John Singleton’s follow-up to “Boyz N the Hood” and the screen debut of Janet Jackson cannot sustain the scrutiny and expectation that inevitably follow a conspicuous first film. “Poetic Justice” is a hermetic inner-city love story elevated by resonant social commentary. It has an obvious appeal to a core ethnic audience but faces a challenge tapping into the mainstream.
The film begins promisingly enough with the central character, Justice (Jackson), at the local drive-in with her boyfriend. The momentary idyll quickly disintegrates when a nabe hothead recognizes the young man as someone who crossed his path. The firebrand kills the beau while in the girl’s embrace.
The violent setup looms over the narrative without tying in to the rest of the story. Justice, chastened by the incident, has cut herself off from the world outside the beauty salon where she works. Lucky (Tupac Shakur), the young letter carrier on the shop’s route, attempts to break the ice with brittle consequences.
This second section is also a bit of a dead end. While we learn something of the environment and background of the two characters, it is no more than a prologue for what ultimately turns into the heart of the film. Singleton has chosen a most awkward and confusing way to develop his story.

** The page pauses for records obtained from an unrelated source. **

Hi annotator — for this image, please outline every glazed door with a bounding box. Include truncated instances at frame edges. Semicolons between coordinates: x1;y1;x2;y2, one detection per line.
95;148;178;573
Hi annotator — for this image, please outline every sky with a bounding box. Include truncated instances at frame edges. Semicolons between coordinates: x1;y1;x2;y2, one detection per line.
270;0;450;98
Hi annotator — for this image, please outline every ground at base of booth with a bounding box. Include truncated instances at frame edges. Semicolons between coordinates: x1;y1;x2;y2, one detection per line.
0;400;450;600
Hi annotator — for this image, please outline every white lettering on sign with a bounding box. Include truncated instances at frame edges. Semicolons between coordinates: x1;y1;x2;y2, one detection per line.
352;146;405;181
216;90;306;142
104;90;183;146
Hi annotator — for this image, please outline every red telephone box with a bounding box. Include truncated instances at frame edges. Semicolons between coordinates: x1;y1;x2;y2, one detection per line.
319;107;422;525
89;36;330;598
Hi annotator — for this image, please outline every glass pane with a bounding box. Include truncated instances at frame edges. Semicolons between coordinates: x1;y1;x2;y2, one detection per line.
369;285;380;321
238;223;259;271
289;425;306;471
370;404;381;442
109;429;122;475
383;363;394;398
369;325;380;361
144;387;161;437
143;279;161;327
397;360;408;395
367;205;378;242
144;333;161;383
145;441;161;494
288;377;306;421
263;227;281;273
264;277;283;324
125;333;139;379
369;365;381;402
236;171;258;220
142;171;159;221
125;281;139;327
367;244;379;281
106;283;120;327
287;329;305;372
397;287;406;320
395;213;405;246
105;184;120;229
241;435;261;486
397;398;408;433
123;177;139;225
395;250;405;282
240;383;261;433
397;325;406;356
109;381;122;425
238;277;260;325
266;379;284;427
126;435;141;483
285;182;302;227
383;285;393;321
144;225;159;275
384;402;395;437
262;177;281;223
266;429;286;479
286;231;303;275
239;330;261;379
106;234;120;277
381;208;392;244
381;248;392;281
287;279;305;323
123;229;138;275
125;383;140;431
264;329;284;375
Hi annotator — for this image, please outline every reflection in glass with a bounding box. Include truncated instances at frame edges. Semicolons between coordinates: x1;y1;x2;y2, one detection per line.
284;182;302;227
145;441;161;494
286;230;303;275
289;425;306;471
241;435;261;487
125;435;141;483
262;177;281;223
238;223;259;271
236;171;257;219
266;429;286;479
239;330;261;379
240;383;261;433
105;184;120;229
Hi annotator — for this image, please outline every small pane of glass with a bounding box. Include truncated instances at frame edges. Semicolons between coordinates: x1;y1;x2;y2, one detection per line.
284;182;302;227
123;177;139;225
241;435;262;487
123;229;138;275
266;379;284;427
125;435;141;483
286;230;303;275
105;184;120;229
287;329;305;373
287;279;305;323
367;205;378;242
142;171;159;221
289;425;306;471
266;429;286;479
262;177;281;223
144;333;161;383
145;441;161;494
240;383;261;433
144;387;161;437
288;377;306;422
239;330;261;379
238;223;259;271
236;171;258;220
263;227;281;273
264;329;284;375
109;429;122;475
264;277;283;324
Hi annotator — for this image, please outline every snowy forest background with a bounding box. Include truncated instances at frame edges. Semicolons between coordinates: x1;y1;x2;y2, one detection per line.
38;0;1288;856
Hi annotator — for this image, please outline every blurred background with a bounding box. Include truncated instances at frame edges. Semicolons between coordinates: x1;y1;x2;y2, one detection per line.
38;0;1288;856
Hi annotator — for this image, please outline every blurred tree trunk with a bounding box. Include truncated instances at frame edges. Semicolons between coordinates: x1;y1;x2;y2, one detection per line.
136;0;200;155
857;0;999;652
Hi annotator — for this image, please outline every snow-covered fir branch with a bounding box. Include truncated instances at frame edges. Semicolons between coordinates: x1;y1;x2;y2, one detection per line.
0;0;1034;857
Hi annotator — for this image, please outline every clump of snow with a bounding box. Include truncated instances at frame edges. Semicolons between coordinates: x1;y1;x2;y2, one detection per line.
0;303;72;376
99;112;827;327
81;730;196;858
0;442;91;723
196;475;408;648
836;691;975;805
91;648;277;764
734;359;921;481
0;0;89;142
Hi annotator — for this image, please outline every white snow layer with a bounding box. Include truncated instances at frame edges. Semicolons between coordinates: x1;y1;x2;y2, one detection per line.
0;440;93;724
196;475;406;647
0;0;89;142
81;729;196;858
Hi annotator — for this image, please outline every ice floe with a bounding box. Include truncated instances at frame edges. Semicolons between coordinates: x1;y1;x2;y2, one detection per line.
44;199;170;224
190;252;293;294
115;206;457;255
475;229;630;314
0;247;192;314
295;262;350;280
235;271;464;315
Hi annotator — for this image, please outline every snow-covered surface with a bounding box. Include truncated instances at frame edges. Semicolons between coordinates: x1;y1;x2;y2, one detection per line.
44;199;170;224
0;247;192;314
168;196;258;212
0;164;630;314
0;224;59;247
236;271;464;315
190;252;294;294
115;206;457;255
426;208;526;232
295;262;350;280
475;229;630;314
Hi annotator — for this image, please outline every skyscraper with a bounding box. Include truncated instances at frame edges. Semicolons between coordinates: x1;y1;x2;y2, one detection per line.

Things finally get into gear when Justice’s trip from South Central L.A. to Oakland is fouled up by a dead car battery. Her friend Iesha (Regina King) arranges a last-minute ride with Chicago (Joe Torry) and his buddy, who turns out to be Lucky, the mailman.
The trip in a U.S. Postal Service truck is a gem that begins as a variation of the classic romantic comedy — two people who can’t stand each other are thrust into close quarters and wind up in love.
And the road provides choice opportunities for digression, including clever stops that involve crashing a family reunion and attending an African fair. But auds may be distanced by the disjointed nature of the ramble. Singleton proves himself an adept director, fascinated with the echoes beneath the narrative. But his writing skills are less assured.
Jackson proves herself a natural in front of the camera in a thoughtful performance. This is not a “star is born” role, but it places her among faces to watch.
Shakur has the juicier part and turns in truly outstanding work. The vignette structure also allows a considerable number of actors to shine in brief but memorable turns — perhaps the most bizarre being Billy Zane and Lori Petty as the performers in the drive-in feature.
Though aiming to create a feel for the locale, Singleton periodically loses sight of audiences unfamiliar with the colorful lingo. “Poetic Justice” has a lot to commend, but discipline is not high on the list. That flaw will be a major stumbling block toward wide appeal, and overseas prospects seem particularly remote.